The project was reaffirmed and even strengthened in the context of the recent change of curricula (2015-2016), which is closely related to the rise of the Internet around the 2010s and the mass dissemination of audiovisual content. Moving pictures (UGC, audiovisual advertisements, video journalism, etc.) are increasingly present in our daily life and people –particularly new generations – have to develop a critical mind.
This audiovisual content represents more than 90% of the Internet traffic in France. Forecasts show that there will be a strong increase of web traffic this year: “In 2016 […] the amount of video data going through IP networks every three minutes will be equal to the whole film heritage of the 20th century” (SSF – my translation). This increase flow in both producing and viewing video content announce a clear cultural paradigm shift that is gradually switching us from a written society – as Jack Goody says – to a videographic one – following Lawrence Lessig.
This phenomenon questions the authorities and the educational stakeholders. To meet these needs, I was involved since 2010 in several projects either commissioned by the French government or initiated by research labs. The idea was to search for ways to train and support children and teenagers in understanding the meaning of moving images. This led me, for the last 6 years, to organize several workshops in grade schools and high schools from Paris with a group of Masters Degree students of the Sorbonne University following courses in audiovisual education.
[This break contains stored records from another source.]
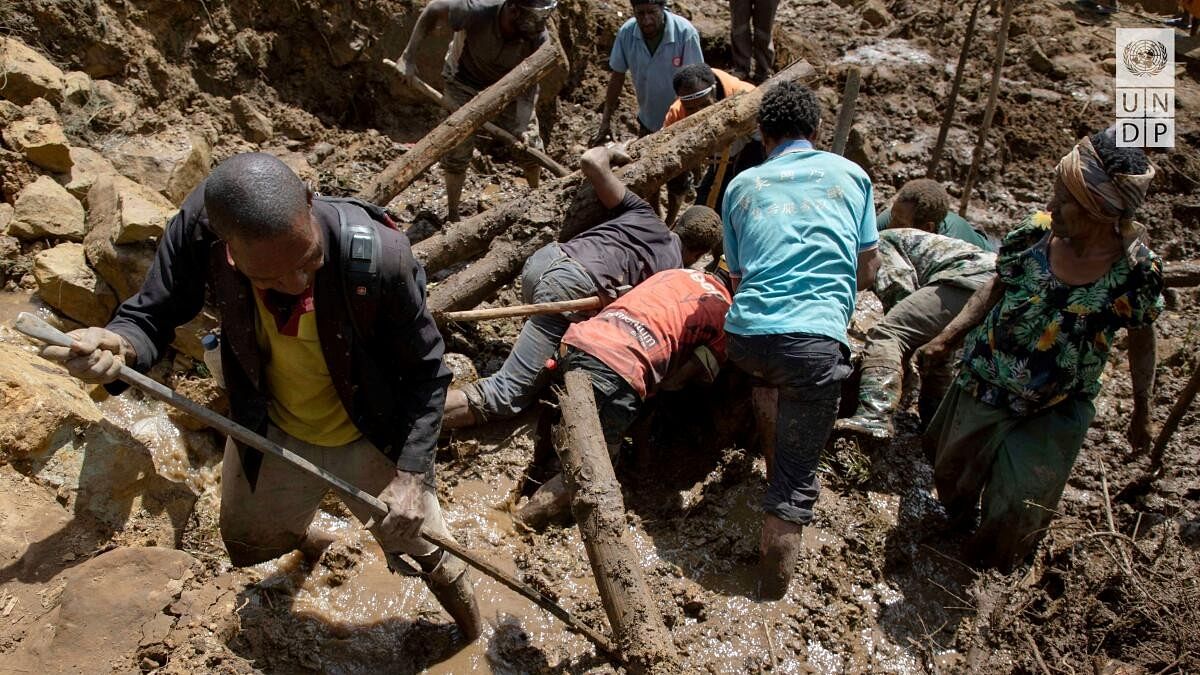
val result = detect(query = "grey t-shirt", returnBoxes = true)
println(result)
[562,190,683,298]
[450,0,550,90]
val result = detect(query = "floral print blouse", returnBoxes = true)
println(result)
[959,217,1163,416]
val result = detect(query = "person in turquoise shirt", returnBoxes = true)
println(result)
[876,178,996,252]
[592,0,704,140]
[721,82,880,599]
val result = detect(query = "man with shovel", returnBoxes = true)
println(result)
[42,153,481,640]
[396,0,558,221]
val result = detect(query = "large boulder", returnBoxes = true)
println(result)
[59,148,118,201]
[34,243,116,325]
[103,130,212,205]
[4,117,72,173]
[88,174,176,244]
[0,342,103,464]
[8,175,88,241]
[10,546,198,673]
[0,37,64,106]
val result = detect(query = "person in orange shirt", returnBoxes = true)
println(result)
[662,64,766,222]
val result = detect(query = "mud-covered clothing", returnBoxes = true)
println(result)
[562,190,683,298]
[721,141,878,345]
[608,10,704,132]
[254,288,362,447]
[445,0,550,95]
[440,78,545,174]
[108,184,450,474]
[925,383,1096,568]
[221,425,454,567]
[730,333,851,525]
[875,209,996,252]
[563,269,730,399]
[958,220,1163,416]
[872,227,996,311]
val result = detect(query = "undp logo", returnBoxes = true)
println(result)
[1121,40,1170,77]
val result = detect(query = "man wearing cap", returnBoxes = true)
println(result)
[397,0,558,221]
[662,64,766,222]
[592,0,704,145]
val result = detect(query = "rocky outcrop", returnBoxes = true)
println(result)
[8,175,88,241]
[34,243,116,325]
[4,117,71,173]
[0,37,64,106]
[103,130,212,205]
[0,342,103,464]
[59,148,118,200]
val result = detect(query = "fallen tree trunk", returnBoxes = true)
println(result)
[413,61,816,311]
[559,371,676,673]
[359,40,562,207]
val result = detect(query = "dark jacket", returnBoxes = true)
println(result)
[108,183,450,473]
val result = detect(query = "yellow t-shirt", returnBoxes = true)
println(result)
[254,292,362,448]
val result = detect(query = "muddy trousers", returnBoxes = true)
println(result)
[728,333,851,525]
[730,0,779,79]
[863,283,974,420]
[925,383,1096,569]
[463,244,598,420]
[221,425,452,567]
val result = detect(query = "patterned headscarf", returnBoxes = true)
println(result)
[1056,130,1154,238]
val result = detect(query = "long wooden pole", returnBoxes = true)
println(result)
[434,297,604,321]
[383,59,571,177]
[358,40,562,201]
[832,66,862,156]
[13,312,623,661]
[559,370,677,673]
[959,0,1019,216]
[925,0,983,180]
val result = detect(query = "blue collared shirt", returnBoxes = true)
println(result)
[608,10,704,131]
[721,142,878,344]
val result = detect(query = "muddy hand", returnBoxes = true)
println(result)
[41,328,133,384]
[377,471,425,540]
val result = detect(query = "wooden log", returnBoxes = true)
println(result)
[925,0,983,180]
[413,61,816,311]
[830,66,862,155]
[959,0,1020,217]
[359,40,562,201]
[559,371,677,673]
[436,295,604,321]
[383,59,571,177]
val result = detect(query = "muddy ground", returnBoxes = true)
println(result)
[0,0,1200,673]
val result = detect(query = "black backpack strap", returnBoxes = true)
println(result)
[328,199,383,341]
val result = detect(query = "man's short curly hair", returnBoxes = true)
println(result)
[758,82,821,141]
[674,205,721,253]
[1091,129,1150,175]
[896,178,950,227]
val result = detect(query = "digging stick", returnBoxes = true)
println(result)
[925,0,983,180]
[13,312,624,663]
[832,67,862,155]
[383,59,571,177]
[434,297,604,321]
[1150,353,1200,476]
[959,0,1020,216]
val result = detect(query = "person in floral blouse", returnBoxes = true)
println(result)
[917,129,1163,568]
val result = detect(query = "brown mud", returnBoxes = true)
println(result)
[0,0,1200,674]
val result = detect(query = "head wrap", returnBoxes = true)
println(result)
[1055,128,1154,238]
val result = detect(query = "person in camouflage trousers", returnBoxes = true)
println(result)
[835,227,996,440]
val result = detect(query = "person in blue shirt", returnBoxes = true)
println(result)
[721,82,880,599]
[592,0,704,141]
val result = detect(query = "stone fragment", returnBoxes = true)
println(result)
[4,117,71,173]
[103,129,212,205]
[8,175,88,241]
[0,37,64,106]
[34,243,116,325]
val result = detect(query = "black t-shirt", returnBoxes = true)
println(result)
[562,190,683,298]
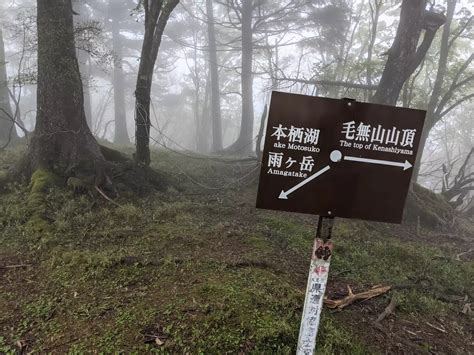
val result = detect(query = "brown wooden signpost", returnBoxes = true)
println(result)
[257,92,426,354]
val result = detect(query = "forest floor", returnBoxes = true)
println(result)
[0,146,474,354]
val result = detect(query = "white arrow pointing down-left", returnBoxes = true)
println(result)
[278,165,331,200]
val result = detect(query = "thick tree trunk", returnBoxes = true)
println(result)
[413,0,457,181]
[77,50,94,130]
[0,28,17,146]
[135,0,179,166]
[109,2,130,145]
[372,0,427,106]
[372,0,446,106]
[29,0,106,184]
[206,0,222,152]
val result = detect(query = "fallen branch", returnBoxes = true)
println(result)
[375,297,397,325]
[426,322,446,334]
[324,286,392,309]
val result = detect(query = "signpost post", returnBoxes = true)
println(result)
[257,92,426,355]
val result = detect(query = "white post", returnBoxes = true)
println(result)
[296,218,333,355]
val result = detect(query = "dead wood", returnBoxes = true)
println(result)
[375,297,397,324]
[324,286,392,309]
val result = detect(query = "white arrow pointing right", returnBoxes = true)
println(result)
[344,156,413,170]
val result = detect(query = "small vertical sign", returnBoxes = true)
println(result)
[296,239,332,355]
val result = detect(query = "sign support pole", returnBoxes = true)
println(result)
[296,216,334,355]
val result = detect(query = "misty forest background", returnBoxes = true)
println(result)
[0,0,474,354]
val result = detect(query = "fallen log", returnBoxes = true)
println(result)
[324,285,392,309]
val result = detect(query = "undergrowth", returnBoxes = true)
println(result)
[0,146,474,354]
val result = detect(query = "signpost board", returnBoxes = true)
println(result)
[257,92,426,355]
[257,92,426,223]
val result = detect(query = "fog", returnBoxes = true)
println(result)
[0,0,474,200]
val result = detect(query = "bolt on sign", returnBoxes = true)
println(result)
[257,92,426,223]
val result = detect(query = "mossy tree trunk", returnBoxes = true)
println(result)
[0,28,17,146]
[109,1,130,145]
[135,0,179,167]
[28,0,107,185]
[206,0,222,152]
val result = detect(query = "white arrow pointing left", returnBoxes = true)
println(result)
[278,165,331,200]
[344,156,413,170]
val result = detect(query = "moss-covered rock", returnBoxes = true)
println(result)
[27,169,59,231]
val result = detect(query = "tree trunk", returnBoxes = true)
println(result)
[135,0,179,166]
[413,0,457,181]
[226,0,254,155]
[77,49,93,130]
[0,28,17,146]
[109,1,130,145]
[372,0,446,106]
[206,0,222,152]
[29,0,107,185]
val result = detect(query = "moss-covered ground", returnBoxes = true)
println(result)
[0,146,474,354]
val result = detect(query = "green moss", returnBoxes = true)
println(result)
[27,169,59,232]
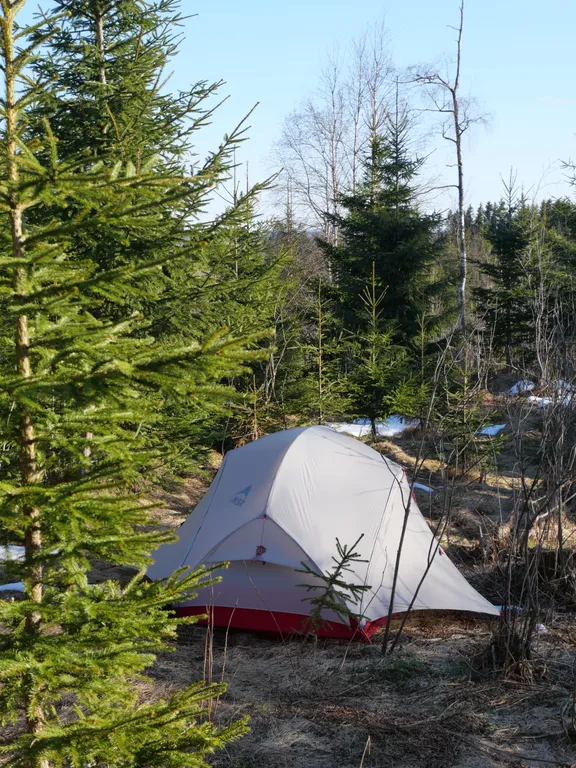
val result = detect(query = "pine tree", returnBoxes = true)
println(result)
[323,100,449,344]
[0,0,258,768]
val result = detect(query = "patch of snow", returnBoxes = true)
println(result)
[528,395,552,408]
[0,544,25,562]
[552,379,576,395]
[326,415,418,437]
[508,379,536,395]
[476,424,506,437]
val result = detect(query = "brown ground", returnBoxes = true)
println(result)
[137,402,576,768]
[3,400,576,768]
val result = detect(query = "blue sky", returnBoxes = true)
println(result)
[15,0,576,213]
[175,0,576,212]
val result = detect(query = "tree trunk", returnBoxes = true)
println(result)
[2,4,49,768]
[95,10,107,85]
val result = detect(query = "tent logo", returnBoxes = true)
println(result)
[232,485,252,507]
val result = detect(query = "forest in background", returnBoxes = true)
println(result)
[0,0,576,768]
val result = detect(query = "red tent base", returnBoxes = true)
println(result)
[176,606,386,642]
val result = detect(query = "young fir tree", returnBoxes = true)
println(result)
[323,101,447,343]
[0,0,260,768]
[475,187,534,366]
[27,0,277,473]
[347,264,408,441]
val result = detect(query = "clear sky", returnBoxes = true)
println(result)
[15,0,576,213]
[174,0,576,213]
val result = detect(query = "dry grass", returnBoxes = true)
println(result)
[3,398,576,768]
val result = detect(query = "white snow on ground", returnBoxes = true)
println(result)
[326,416,418,437]
[476,424,506,437]
[528,395,552,408]
[509,379,536,395]
[0,544,24,562]
[508,379,576,408]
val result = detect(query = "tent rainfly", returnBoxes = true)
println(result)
[149,426,499,638]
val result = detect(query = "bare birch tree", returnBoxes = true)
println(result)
[414,0,484,331]
[275,24,395,243]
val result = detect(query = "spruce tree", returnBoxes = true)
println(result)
[0,0,258,768]
[323,103,447,344]
[475,188,534,366]
[31,0,277,474]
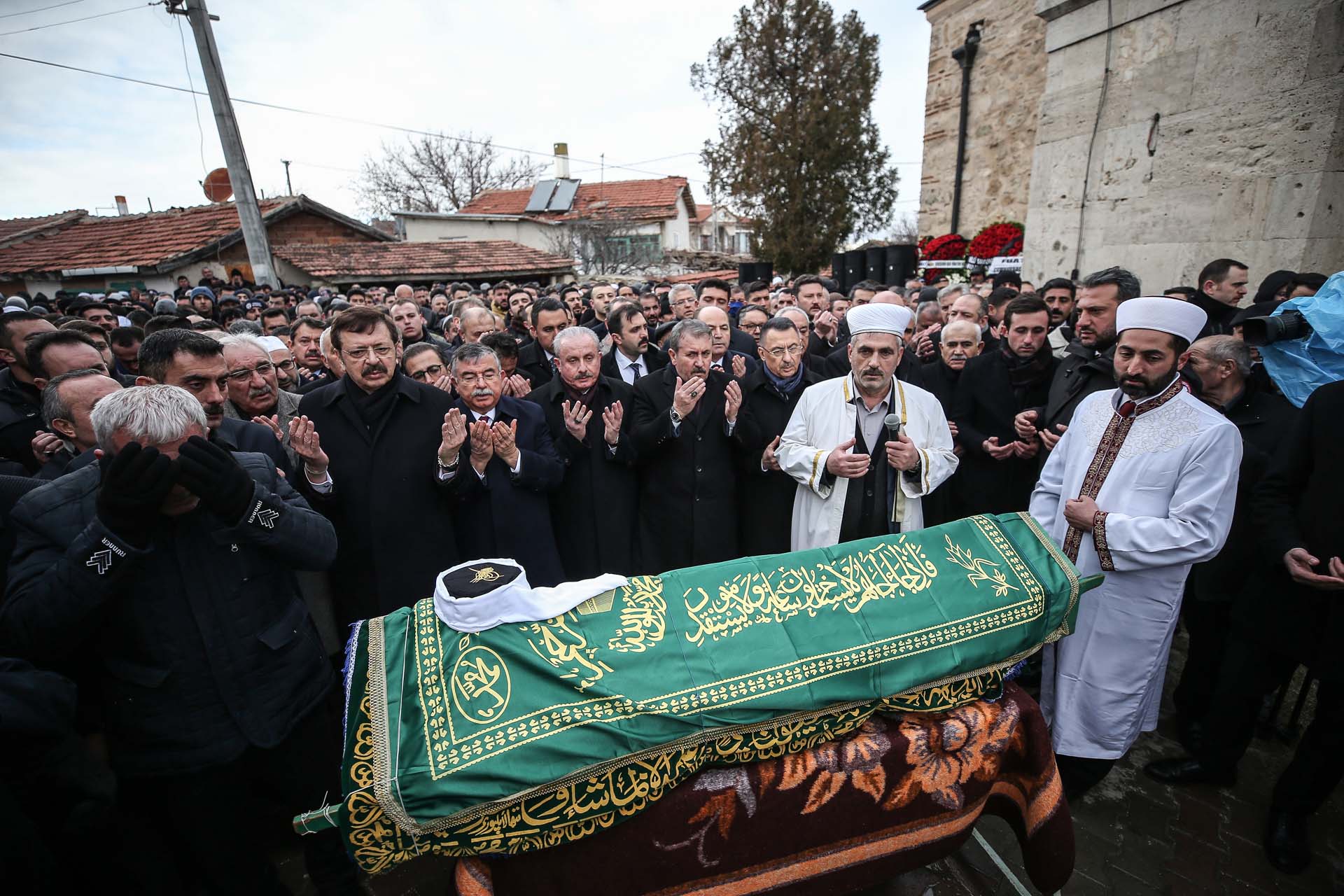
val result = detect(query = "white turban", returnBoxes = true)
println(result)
[844,302,914,337]
[1116,295,1208,342]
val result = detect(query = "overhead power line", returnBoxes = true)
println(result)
[0,52,710,184]
[0,0,83,19]
[0,0,162,38]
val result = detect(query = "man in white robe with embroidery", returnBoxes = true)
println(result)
[776,304,957,551]
[1031,298,1242,801]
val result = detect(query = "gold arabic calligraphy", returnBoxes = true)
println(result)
[682,541,938,645]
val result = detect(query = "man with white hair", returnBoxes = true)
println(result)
[219,333,302,470]
[0,386,355,892]
[776,304,957,551]
[1031,297,1242,802]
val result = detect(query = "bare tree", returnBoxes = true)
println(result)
[887,211,919,246]
[354,132,547,218]
[551,215,663,274]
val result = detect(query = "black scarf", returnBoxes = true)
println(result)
[999,339,1052,400]
[345,367,400,437]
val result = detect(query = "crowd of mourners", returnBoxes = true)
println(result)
[0,258,1344,892]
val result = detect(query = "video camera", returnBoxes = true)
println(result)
[1242,309,1316,346]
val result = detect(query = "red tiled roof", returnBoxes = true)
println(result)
[272,239,574,279]
[666,267,738,284]
[0,197,300,274]
[0,208,89,244]
[458,177,696,220]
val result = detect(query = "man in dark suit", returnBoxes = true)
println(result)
[136,328,294,475]
[950,295,1056,514]
[438,345,564,586]
[631,320,742,573]
[295,307,458,626]
[527,326,643,580]
[1144,382,1344,874]
[695,305,761,379]
[517,298,570,388]
[1010,267,1141,463]
[602,304,668,386]
[734,317,821,555]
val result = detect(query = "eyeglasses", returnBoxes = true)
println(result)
[412,364,444,380]
[457,370,500,386]
[225,361,274,383]
[342,345,396,361]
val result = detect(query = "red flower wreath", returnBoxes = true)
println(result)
[920,234,966,284]
[966,220,1021,262]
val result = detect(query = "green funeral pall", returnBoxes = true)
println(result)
[294,513,1100,872]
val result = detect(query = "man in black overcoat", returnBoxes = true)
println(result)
[951,295,1056,514]
[734,317,821,556]
[527,326,643,580]
[631,320,742,573]
[297,307,460,626]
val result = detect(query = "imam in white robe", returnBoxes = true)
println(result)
[1031,380,1242,759]
[776,373,957,551]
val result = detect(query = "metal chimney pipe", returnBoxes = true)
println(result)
[552,144,570,180]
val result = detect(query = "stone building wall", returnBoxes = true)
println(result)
[918,0,1046,239]
[1016,0,1344,293]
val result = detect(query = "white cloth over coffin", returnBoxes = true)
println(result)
[776,373,957,551]
[1031,390,1242,759]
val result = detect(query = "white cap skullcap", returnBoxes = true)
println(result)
[1112,295,1208,342]
[844,302,914,336]
[260,336,289,352]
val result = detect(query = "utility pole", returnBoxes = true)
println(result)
[168,0,276,286]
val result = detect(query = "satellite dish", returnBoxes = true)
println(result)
[200,168,234,203]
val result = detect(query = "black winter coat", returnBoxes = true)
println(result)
[0,454,336,775]
[631,364,741,573]
[732,367,821,556]
[951,348,1055,516]
[449,395,564,587]
[527,376,640,580]
[1236,382,1344,681]
[298,376,458,626]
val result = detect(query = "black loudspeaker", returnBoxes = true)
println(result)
[883,246,916,288]
[863,246,887,284]
[844,248,867,293]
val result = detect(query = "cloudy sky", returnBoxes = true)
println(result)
[0,0,929,225]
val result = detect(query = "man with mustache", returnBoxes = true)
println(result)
[736,309,821,555]
[438,340,564,586]
[602,305,668,386]
[1031,297,1242,802]
[219,333,302,469]
[527,326,643,580]
[295,307,460,626]
[951,295,1056,516]
[777,301,957,551]
[136,328,294,475]
[630,320,742,573]
[1014,267,1140,451]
Activities are based on the use of the open source video annotation software developed with the IRI (a research and innovative lab based in the Centre Pompidou): Lignes de Temps (which translates to “Timelines” in French). The goal is to give means to the learners to understand moving images and control their feelings in front of them through an annotative work: add comments or tags; capture movie shots; create mashups; explore screenwriting, filmmaking and editing. A set of functions available with this very software.
These experiences raise three questions. The first one focuses on leading people to master film grammar (what is a shot-reverse technique? What is the value and the role of a sequence-shot?). The second question concerns the relationship between the discovering of film heritage (an institutional goal carried by public authorities) and the future ability of learners to develop a critical mind against the (digital) media. The last point is linked with the use of digital technologies and their key role for teaching and learning.